Photo by Lloyd Mitchell
With just weeks to go before he takes office, mayor-elect Zohran Mamdani on Wednesday appointed longtime union leader Jahmila Edwards as his new Director of Intergovernmental Affairs.
Edwards, who has served as a top leader at District Council 37 for over a decade, will work to garner support for Mamdani’s policies with city, state and federal officials.
“When we are in City Hall, I will turn to Jahmila to help us build the coalitions we need to enact durable solutions and secure the political relationships necessary to follow through on these promises,” Mamdani said at a press conference at the Greenpoint Library on Dec. 17.

The role is likely to be critical for Mamdani’s administration, as many of the mayor-elect’s campaign promises — like free buses and universal childcare — will require support and funding from Albany and the City Council.
“New Yorkers have made it loud and clear that the affordability agenda is our mandate,” Edwards said. “In order to achieve this, it is absolutely necessary that we continue to foster relationships and partner with the City Council, the state legislature, and our partners in the federal government.”
A Brooklyn resident, Edwards is also a newly-elected District Leader in Assembly District 43 and has previously served in the office of the Public Advocate and at the Department of Education.
The mayor-elect also announced Catherine Almonte Da Costa as Director of Appointments. Da Costa — who worked in the Office of Appointments during the de Blasio administration — will oversee recruiting and hiring efforts for the new administration.

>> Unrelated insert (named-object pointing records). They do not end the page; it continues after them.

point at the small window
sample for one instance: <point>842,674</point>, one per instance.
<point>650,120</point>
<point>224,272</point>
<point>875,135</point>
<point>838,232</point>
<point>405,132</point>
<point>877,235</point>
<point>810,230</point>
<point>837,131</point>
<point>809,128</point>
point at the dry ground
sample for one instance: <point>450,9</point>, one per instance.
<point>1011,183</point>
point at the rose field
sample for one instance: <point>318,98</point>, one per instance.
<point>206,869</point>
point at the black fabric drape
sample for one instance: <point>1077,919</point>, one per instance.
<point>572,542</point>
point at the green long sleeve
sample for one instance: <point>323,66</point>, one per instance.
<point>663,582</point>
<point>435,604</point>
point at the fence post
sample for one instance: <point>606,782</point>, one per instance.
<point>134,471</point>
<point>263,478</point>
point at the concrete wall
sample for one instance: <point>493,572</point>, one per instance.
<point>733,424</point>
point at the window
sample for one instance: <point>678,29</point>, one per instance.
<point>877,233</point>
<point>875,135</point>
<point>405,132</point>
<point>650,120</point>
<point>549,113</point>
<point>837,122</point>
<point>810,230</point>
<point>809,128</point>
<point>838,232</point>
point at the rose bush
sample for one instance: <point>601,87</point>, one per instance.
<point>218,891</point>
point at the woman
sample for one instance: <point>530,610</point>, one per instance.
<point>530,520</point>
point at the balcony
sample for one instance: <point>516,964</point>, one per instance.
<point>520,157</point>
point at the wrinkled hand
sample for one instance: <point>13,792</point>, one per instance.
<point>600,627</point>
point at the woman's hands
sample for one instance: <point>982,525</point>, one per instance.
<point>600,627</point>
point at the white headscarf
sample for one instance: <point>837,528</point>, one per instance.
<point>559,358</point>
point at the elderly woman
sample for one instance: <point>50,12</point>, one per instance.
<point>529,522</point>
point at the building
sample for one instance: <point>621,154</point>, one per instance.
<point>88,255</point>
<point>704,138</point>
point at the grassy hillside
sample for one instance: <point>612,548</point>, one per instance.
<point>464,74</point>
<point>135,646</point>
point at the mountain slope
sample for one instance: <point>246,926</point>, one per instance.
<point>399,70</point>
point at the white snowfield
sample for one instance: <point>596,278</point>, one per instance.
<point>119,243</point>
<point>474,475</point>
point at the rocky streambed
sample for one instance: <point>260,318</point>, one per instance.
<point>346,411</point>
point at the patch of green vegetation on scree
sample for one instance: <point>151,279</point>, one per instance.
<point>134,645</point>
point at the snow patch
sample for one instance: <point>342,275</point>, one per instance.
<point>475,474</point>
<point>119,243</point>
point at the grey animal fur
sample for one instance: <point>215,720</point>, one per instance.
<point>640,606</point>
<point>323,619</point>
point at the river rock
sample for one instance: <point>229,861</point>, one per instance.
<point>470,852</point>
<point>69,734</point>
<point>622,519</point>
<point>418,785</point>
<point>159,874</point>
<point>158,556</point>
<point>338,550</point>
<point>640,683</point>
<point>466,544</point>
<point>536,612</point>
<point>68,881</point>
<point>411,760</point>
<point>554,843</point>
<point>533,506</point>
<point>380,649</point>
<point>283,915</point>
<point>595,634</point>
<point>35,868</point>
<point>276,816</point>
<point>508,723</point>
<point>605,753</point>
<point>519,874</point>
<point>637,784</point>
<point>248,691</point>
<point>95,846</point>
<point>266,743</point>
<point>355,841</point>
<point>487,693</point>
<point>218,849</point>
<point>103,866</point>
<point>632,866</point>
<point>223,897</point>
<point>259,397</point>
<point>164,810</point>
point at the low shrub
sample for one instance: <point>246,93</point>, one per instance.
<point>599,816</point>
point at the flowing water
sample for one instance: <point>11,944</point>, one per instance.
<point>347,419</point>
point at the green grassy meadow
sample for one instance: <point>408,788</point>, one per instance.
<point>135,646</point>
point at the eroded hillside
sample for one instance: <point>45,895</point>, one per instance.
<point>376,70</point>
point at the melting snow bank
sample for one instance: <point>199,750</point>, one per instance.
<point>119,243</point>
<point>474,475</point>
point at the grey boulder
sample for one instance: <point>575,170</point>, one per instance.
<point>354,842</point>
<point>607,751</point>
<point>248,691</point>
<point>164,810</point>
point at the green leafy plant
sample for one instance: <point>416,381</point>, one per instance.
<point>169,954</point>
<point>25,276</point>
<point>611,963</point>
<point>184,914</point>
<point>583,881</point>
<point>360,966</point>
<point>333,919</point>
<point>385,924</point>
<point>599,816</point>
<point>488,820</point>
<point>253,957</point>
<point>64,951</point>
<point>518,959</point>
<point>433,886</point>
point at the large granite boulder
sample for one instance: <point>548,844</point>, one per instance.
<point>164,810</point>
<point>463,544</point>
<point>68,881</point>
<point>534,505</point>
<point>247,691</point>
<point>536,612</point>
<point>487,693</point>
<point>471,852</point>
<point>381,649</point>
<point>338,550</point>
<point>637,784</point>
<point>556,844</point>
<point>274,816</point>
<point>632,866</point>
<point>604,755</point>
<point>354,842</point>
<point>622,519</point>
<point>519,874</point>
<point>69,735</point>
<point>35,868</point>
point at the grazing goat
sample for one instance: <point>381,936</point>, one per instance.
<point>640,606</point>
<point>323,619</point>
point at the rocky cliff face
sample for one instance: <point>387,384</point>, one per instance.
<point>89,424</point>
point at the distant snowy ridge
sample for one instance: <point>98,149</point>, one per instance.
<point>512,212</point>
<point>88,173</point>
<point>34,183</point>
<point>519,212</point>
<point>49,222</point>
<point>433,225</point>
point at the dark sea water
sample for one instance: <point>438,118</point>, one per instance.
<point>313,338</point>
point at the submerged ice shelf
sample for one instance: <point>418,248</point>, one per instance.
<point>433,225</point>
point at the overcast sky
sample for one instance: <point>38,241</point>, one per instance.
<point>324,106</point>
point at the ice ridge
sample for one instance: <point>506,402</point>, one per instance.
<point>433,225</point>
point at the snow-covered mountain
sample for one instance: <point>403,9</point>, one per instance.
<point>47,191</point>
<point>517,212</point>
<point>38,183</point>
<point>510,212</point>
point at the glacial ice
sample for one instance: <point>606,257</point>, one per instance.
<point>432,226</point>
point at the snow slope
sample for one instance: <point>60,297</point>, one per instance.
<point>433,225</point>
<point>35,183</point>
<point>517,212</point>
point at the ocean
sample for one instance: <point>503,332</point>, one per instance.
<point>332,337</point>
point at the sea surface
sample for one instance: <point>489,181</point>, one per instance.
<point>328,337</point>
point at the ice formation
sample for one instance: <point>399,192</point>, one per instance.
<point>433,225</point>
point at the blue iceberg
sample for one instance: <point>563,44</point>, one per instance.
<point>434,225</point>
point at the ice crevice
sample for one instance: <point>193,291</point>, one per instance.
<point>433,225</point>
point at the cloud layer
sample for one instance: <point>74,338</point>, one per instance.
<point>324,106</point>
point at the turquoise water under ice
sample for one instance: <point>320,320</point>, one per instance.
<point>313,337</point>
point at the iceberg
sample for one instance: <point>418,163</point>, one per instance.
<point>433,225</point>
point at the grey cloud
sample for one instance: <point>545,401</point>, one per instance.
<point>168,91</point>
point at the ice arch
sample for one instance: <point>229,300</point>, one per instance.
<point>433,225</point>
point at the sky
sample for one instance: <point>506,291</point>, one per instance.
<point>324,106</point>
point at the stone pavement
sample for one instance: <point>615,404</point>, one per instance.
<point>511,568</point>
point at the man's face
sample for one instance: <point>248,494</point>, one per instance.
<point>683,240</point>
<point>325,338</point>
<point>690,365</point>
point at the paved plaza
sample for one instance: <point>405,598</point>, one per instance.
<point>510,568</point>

Mamdani has criticized the city’s current hiring process, which he said forces candidates to wait months for final approval as jobs sit empty, leaving city agencies understaffed and unable to provide quality service to New Yorkers.
More than 70,000 people have already applied to work in the Mamdani administration, and the mayor-elect has promised that applicants will be chosen based on their work, not existing political connections.
“Too often, government fails to attract talent. But New Yorkers deserve excellence, expertise, leadership equal to the scale of the challenges that we face,” Da Costa said. “Delivering for New Yorkers means building a government that is both mission driven and deeply capable, a government staffed by diverse leaders with skill and the experience to turn vision into results.”

Da Costa, who is also part of Mamdani’s transition team, said she has already begun reaching out to potential staffers. She expected “hesitation from folks,” she said, but has instead found “passion, urgency, and an overwhelming desire to serve.”
Since he was elected, Mamdani has announced just four City Hall staffers: Deputy Mayor Dean Fuleihan, Chief of Staff Ella Bisgaard-Church, Edwards, and Da Costa. The mayor-elect, who is set to be sworn in on Jan. 1, said he expects to make additional staffing announcements later this week.